I have had the honour, for the last nine months, to serve at an operational station of the Royal Air Force. It has been a great experience, and I should like briefly to tell the House what has impressed me most. First of all, as I have already said, I think there is a lack of co-operation between the Services, and even between branches of the same Service, not so much at the top among the highest staff officers, as at the lower levels; and this is not for any lack of will on the part of the junior officers in all the Services. It is for lack of opportunity and lack of machinery. I think the machinery and the opportunity can, and should, be provided. Another thing that has struck me is the menace of paper.
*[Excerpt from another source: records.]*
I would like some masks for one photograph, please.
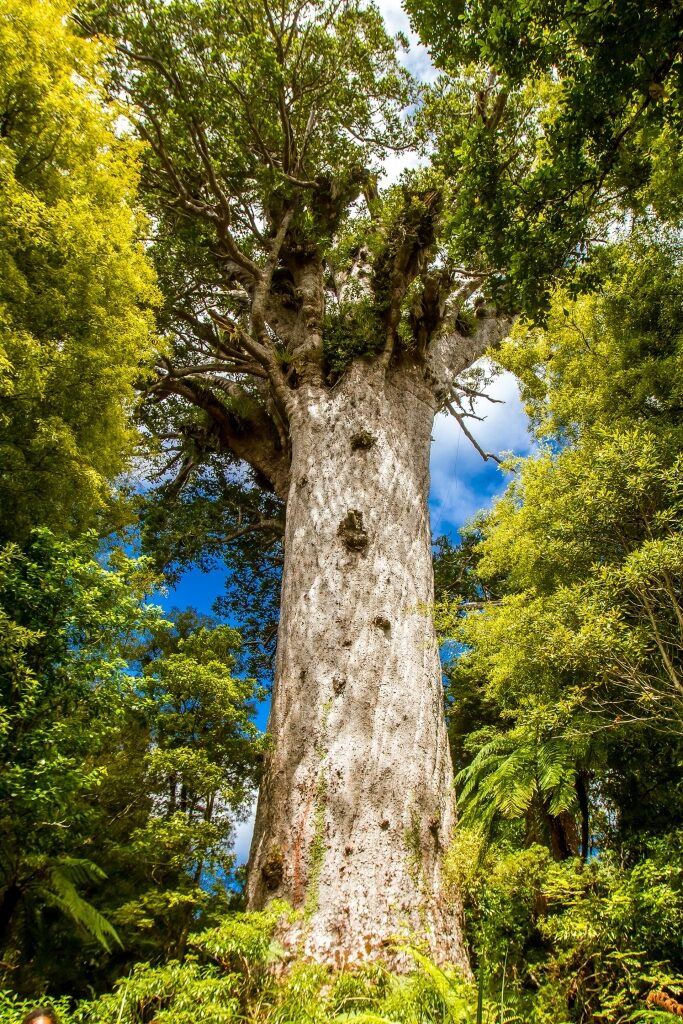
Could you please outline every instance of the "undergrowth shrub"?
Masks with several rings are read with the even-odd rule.
[[[528,1024],[660,1020],[648,994],[683,991],[683,834],[645,853],[556,862],[463,830],[449,873],[489,996]]]

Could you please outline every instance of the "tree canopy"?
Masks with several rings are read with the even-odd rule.
[[[0,536],[20,542],[111,516],[155,340],[139,147],[69,9],[12,0],[0,15]]]

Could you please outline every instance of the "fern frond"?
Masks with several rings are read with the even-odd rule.
[[[85,864],[89,867],[85,867]],[[90,868],[95,868],[95,865],[89,861],[79,864],[57,862],[50,865],[48,882],[41,887],[42,895],[48,903],[56,906],[75,924],[85,929],[108,952],[111,952],[111,942],[123,946],[116,929],[92,903],[83,899],[72,881],[74,874],[88,881],[98,877],[96,872],[99,868],[95,868],[95,873],[90,871]]]

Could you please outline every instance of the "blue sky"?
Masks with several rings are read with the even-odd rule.
[[[475,413],[485,419],[482,422],[470,421],[472,433],[485,451],[526,455],[531,441],[514,377],[502,374],[494,380],[488,392],[502,403],[492,404],[480,399],[475,406]],[[435,537],[447,534],[456,540],[459,527],[502,494],[507,477],[496,463],[483,462],[453,417],[437,416],[432,437],[429,498],[432,534]],[[210,612],[213,602],[222,593],[224,575],[223,571],[201,572],[195,569],[187,572],[177,587],[169,590],[162,603],[169,609],[191,605],[199,611]],[[267,705],[261,706],[257,716],[261,728],[265,728],[267,714]],[[234,849],[239,863],[247,861],[253,827],[252,808],[236,833]]]
[[[411,49],[403,57],[407,67],[416,77],[428,81],[434,75],[429,54],[411,33],[399,3],[384,0],[379,6],[388,30],[391,33],[404,32],[411,39]],[[395,180],[402,170],[414,164],[415,160],[411,156],[391,158],[385,166],[384,181]],[[507,373],[496,377],[488,393],[501,403],[492,404],[480,399],[474,412],[484,419],[482,422],[469,421],[471,432],[485,451],[499,455],[528,454],[531,439],[514,377]],[[434,423],[432,437],[429,499],[432,534],[434,537],[446,534],[456,540],[458,529],[475,512],[490,506],[496,497],[502,494],[507,478],[495,462],[484,463],[453,417],[439,415]],[[169,609],[174,606],[191,606],[198,611],[210,612],[213,602],[223,591],[224,578],[224,571],[191,570],[185,573],[176,587],[169,590],[162,603]],[[267,706],[263,706],[259,709],[258,724],[265,727],[266,719]],[[237,829],[236,852],[239,863],[247,860],[253,823],[252,809]]]

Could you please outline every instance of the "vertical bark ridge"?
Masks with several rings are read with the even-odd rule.
[[[465,965],[441,882],[455,804],[430,614],[434,400],[417,374],[367,364],[296,396],[249,902],[301,909],[290,941],[316,961],[386,957],[419,935]]]

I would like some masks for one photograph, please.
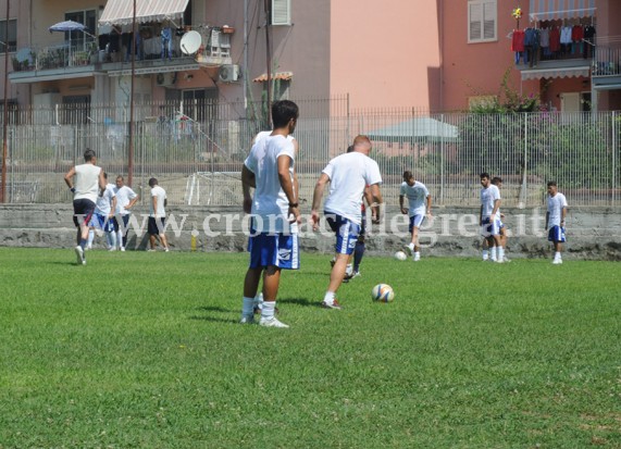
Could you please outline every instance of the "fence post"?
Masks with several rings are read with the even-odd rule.
[[[526,164],[529,155],[529,113],[524,112],[524,163],[522,165],[522,185],[520,186],[520,197],[518,199],[518,208],[526,207]]]
[[[616,190],[617,190],[617,112],[612,111],[612,196],[610,198],[612,207],[616,203]]]

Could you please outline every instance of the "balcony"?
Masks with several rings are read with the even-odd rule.
[[[207,28],[206,28],[207,29]],[[142,39],[136,51],[135,73],[152,74],[198,70],[201,65],[220,66],[231,64],[229,34],[218,41],[215,30],[209,28],[209,38],[203,38],[195,54],[181,51],[181,36],[172,42],[172,57],[161,58],[162,45],[159,37]],[[224,34],[224,33],[223,33]],[[67,42],[65,45],[23,48],[12,58],[11,83],[39,83],[57,79],[80,78],[98,75],[126,76],[132,73],[132,54],[125,47],[119,51],[100,50],[96,42]]]

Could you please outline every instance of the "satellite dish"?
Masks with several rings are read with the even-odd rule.
[[[194,54],[200,48],[202,42],[202,38],[200,37],[200,33],[198,32],[187,32],[181,41],[182,51],[185,54]]]

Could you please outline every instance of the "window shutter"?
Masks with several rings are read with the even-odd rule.
[[[272,0],[272,25],[291,24],[290,0]]]
[[[481,23],[483,20],[483,5],[481,3],[470,3],[470,40],[481,39]]]

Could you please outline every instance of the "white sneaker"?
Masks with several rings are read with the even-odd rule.
[[[79,245],[75,247],[75,255],[77,255],[78,265],[86,265],[86,258],[84,257],[84,250]]]
[[[259,320],[259,326],[282,327],[282,328],[288,328],[289,327],[285,323],[280,322],[278,319],[276,319],[275,316],[272,316],[271,319],[265,319],[265,317],[261,316],[261,320]]]
[[[239,320],[239,324],[254,324],[254,316],[241,315],[241,320]]]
Sometimes it advances and sometimes it recedes, but it is ever present, an awful shadow in the background. Forms descend upon you. They begin to descend upon you at 7 o'clock in the morning, and, if you are not very careful, they will go on descending upon you until 7 o'clock at night, and when you come back next morning, they have miraculously increased during the night. And I do not think this form and voucher problem is so bad in the Royal Air Force as it is in some of the other Services. There is supposed to be a shortage of paper. I can make some suggestions about that. I know I am speaking for serving Members when I say that there is a colossal wastage of paper in the Services. I think it would be worth while for the Service Departments seriously to consider appointing a special officer, a competent officer—a salvage officer—to go through these forms perpetually and see which ones can be eliminated.
The final thing that has impressed me is the capacity of youth to direct and to command. Here, indeed, the values in the Services are different from those which prevail in the House. In the past, we have been all wrong about youth. In this House we call bald-headed and grey-headed gentlemen of between 40 and 50 young men. The hon. Lady the Member for the English Universities (Miss Rathbone) said recently what a scandal it was that four young men, of an average age of 50, should be appointed to inquire into the A.T.S. Alas! it is not so. We are no longer young. You have to go into the Royal Air Force to realise that you are, after all, an old buffer. It is a salutary, if somewhat painful, experience. I have watched at close quarters what we in the House would call boys, almost babies, of 25, 26 and 27 easily and competently discharging responsibilities much more onerous, much more pressing, much more poignant, than those discharged by any Member of the House, even on the Front Bench. Let us face the truth. For 20 years the politicians of this country have been frightened of youth. It was not by youth, which was rigorously excluded from power for 20 years, that we were conducted to the brink of disaster. Now, as always, when the follies of the politicians have landed us in war, we turn to youth to get us out of it. My final plea is that not only while the tempest rages should youth be given a chance, but also after it is over.